It is official. Netcraft now confirms: Slashdot is dying
One more crippling bombshell hit the already beleaguered Slashdot community when CmdrTaco confirmed that he is resigning from Slashdot, now that Slashdot market share has dropped yet again, now down to less than a fraction of 1 percent of all geek news outlets. Coming on the heels of a recent Netcraft survey which plainly states that
Slashdot has lost more market share, this news serves to reinforce what we've known all along. Slashdot is collapsing in complete disarray, as fittingly exemplified by
failing dead last in the recent Sys Admin comprehensive geek news reading test.
You don't need to be the
Amazing Kreskin to predict Slashdot's future. The hand writing is on the wall: Slashdot faces a bleak future. In fact there won't be any future at all for Slashdot because
Slashdot is dying. Things are looking very bad for Slashdot. As many of us are already aware, Slashdot continues to lose market share. Red ink flows like a river of blood.
Slashdot YRO is the most endangered of them all, having lost 93% of its core contributors. The sudden and unpleasant departures of long time Slashdot contributors only serve to underscore the point more clearly. There can no longer be any doubt:
Slashdot is dying.
Let's keep to the facts and look at the numbers.
Slashdot leader CmdrTaco states that there are 7000 users of Slashdot.
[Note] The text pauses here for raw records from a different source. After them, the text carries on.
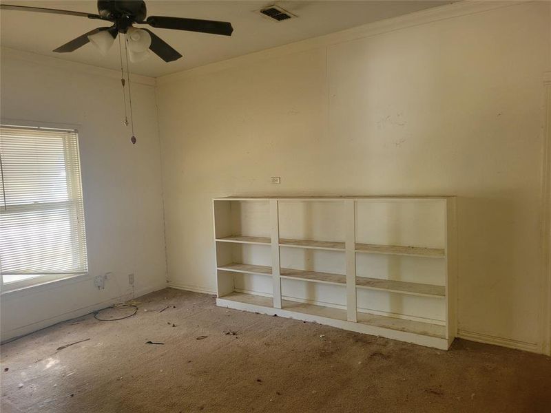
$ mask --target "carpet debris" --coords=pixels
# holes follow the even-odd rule
[[[79,340],[78,341],[75,341],[74,343],[70,343],[69,344],[65,344],[65,346],[61,346],[61,347],[58,347],[56,348],[56,351],[59,351],[60,350],[63,350],[64,348],[67,348],[71,346],[74,346],[75,344],[78,344],[79,343],[82,343],[83,341],[87,341],[90,339],[85,339],[84,340]]]

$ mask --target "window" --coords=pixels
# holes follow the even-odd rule
[[[3,290],[87,271],[76,131],[0,125]]]

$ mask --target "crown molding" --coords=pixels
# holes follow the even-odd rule
[[[465,1],[446,6],[432,8],[360,26],[357,26],[341,32],[336,32],[318,37],[308,39],[301,41],[255,52],[249,54],[239,56],[225,61],[209,63],[167,74],[156,78],[157,85],[178,81],[186,78],[214,73],[221,70],[231,69],[263,60],[278,58],[312,49],[327,47],[333,45],[351,41],[359,39],[382,34],[395,30],[415,27],[448,19],[453,19],[468,14],[481,13],[495,9],[512,7],[519,4],[530,3],[530,1]]]
[[[30,52],[25,52],[23,50],[19,50],[17,49],[12,49],[10,47],[0,47],[0,51],[1,53],[2,60],[12,59],[25,62],[32,62],[38,65],[42,65],[43,66],[48,66],[56,69],[78,72],[92,76],[109,77],[114,79],[117,79],[119,81],[121,80],[121,72],[112,69],[106,69],[105,67],[99,67],[98,66],[86,65],[85,63],[79,63],[78,62],[73,62],[62,59],[52,57],[50,56],[44,56],[43,54],[38,54],[37,53],[32,53]],[[156,85],[155,78],[149,77],[147,76],[134,74],[131,73],[130,79],[133,83],[139,83],[141,85],[153,87]]]

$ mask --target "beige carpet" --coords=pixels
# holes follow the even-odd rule
[[[2,412],[551,412],[549,357],[461,340],[440,351],[176,290],[138,299],[125,320],[3,345]]]

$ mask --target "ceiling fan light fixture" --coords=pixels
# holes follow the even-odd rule
[[[115,41],[114,38],[107,30],[102,30],[88,36],[88,40],[103,56],[105,56]]]
[[[134,53],[147,52],[151,46],[151,35],[143,29],[128,28],[126,32],[128,49]]]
How many users of Ask Slashdot stories are there? Let's see. The number of Ask Slashdot stories versus Slashdot posts is roughly in ratio of 5 to 1. Therefore there are about 7000/5 = 1400 Ask Slashdot stories users. Slashdot book reviews (or, 'Slashvertisements') are about half of the volume of Ask Slashdot stories. Therefore there are about 700 Slashvertisments. A recent article put Slashdot Security posts at about 80 percent of the Slashdot market. Therefore there are (7000+1400+700)*4 = 36400 Slashdot users. This is consistent with the number of Slashdot posts.
Due to the troubles of OSNews, abysmal sales and so on,
OSNews went out of business and was taken over by Digg, another troubled geek news site.
Now Digg is also dead, its corpse turned over to yet another charnel house.
All major surveys show that Slashdot has steadily declined in market share. Slashdot is very sick and its long term survival prospects are very dim. If Slashdot is to survive at all it will be among geek news dilettante dabblers. Slashdot continues to decay. Nothing short of a miracle could save it at this point in time. For all practical purposes, Slashdot is dead.